Monday, July 9, 2012

Memories: Second Grade

What to write about?  This is a question I find myself asking every damn day.  I want to write about common experiences in an uncommon way.  I want to take the ordinary and make it come alive on the page.  I want to take those little moments that touch us, that we remember for unknown reasons, and try to unfold them, to coax from them some meaning, something tangible. 

To that end, I have recently begun attempting to compile a list of all of those moments from my own life.  It is my intention to draw inspiration from this list of memories, to use it as a source of writing material in between the less interesting parts of my life.  The poems drawn from this list will also serve as a sort of quasi-autobiography.   They will act, much like this blog, as a means of preserving my experiences for future reflection, which is something I enjoy greatly.

As I was writing the following account, I realized that it had a kind of poetic sound, which was not my original intention, however, I liked it and decided to stick with it.  Enjoy!

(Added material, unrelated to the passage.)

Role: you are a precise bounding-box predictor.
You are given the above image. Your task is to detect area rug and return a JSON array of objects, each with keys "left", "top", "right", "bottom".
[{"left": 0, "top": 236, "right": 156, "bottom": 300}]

One time in second grade, upon returning from recess, I stood before some classmates – whose names I can’t recall – telling jokes and poking fun at a kid much larger than myself.  He shoved me as if to say, “Back off!”, and as I fell away I tipped his cap onto the floor.  And in my laughter I barely noticed him recoil in anger and punch me in the stomach. 

Bent over, smaller than I’d ever been before, I stood grasping at the air as if to say, “Come back!”, and my cheeks drew warm, unwanted tears like a damp mattress.  The audience crept near and whispered a maternal, “Are you ok?”, as the echo of a fist rang even further in my belly.

In a moment I stood up, and all the nets of reason fell away and no one could be heard to say, “Stop.  Think.”  With one crude swing of balled up flesh, I laid him down beside his cap as though he were asleep.  I didn’t stay to count the seconds that elapsed; I knew it wouldn’t last.  I grabbed my damp, discolored books and hurried out of class.

Minutes later, standing on a toilet in a bathroom stall, quiet as a mouse, I heard my fellow classmates talking of my act, a tale much taller than I felt, having pissed all of my words away, and replaced them with fists.